Bearbeiter: Timo Sestu

Die Geschichte elektronischer Medien, insbesondere des Computers, ist von Beginn an auch die Geschichte von mit und an ihnen operierenden künstlerischen Praktiken. Die Ursprünge künstlerischer Sprachverwendung scheinen überhaupt in kombinatorischen Modellen zu ruhen, von germanischen Runenzeichen, die Ferdinand Saussure untersucht (Starobinski 1980), bis zum chinesischen ‚I Ging‘ aus dem 3. Jahrtausend v. Chr. (vgl. Wilhelm 1924).

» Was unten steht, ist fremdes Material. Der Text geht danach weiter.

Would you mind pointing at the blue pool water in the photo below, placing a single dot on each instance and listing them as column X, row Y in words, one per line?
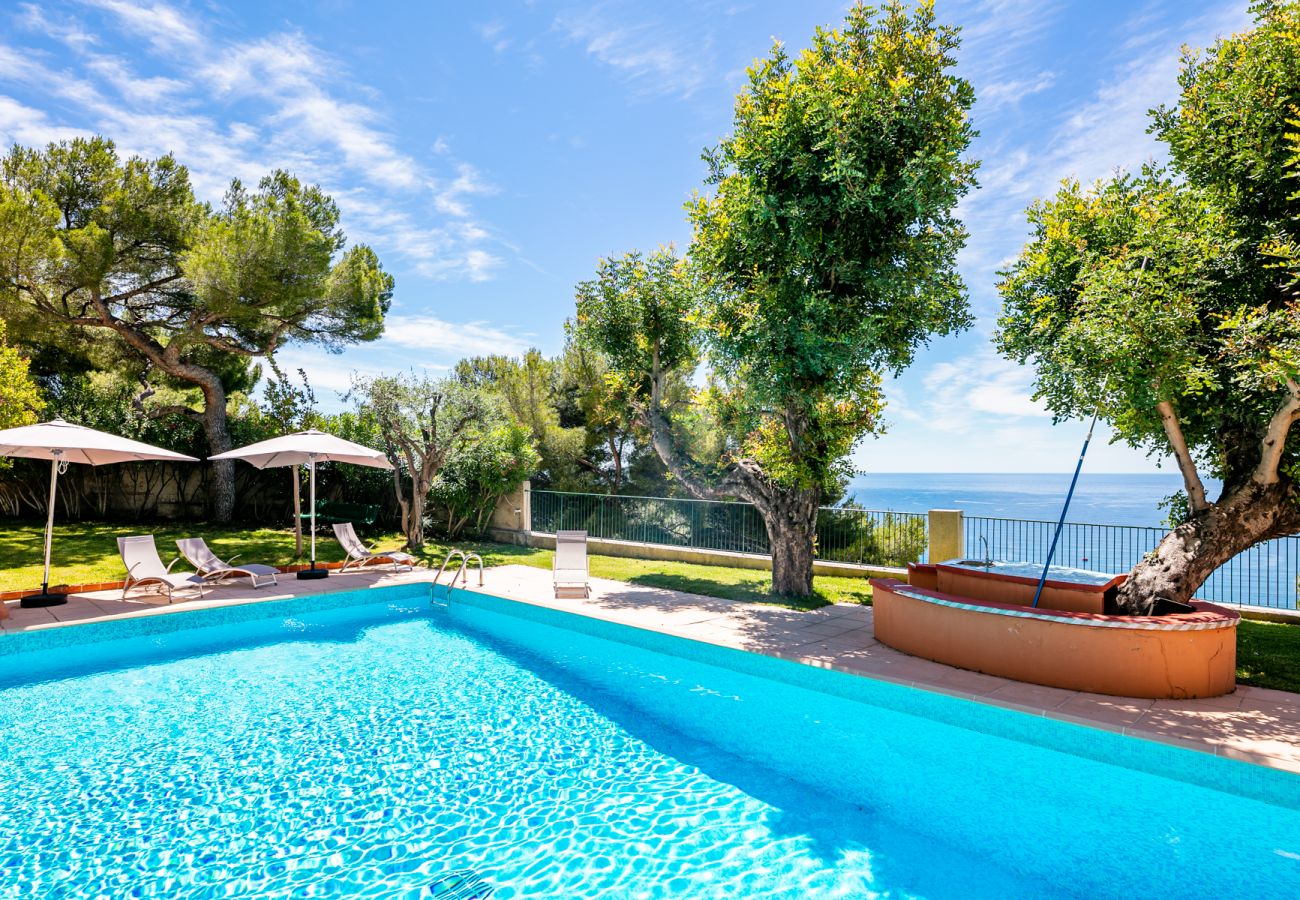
column 364, row 749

Das Teilprojekt richtet den Blick auf die Anfänge des Computerzeitalters ab den 1950er Jahren und untersucht literarische Artefakte, die sich die Möglichkeiten des Computers zunutze machen und zugleich kritisch reflektieren. Sie kommentieren dabei einerseits den breit geführten Technikdiskurs der Zeit, der sich insbesondere auch mit der Veränderung der Arbeitswelt durch fortschreitende Maschinisierung und Automatisierung beschäftigt, andererseits stehen sie damit auch in der Tradition der historischen Avantgarden und ihrer Vorläufer, deren künstlerisches Wirken eng mit der industriellen Revolution und der Industrialisierungsschübe um 1900 verknüpft ist.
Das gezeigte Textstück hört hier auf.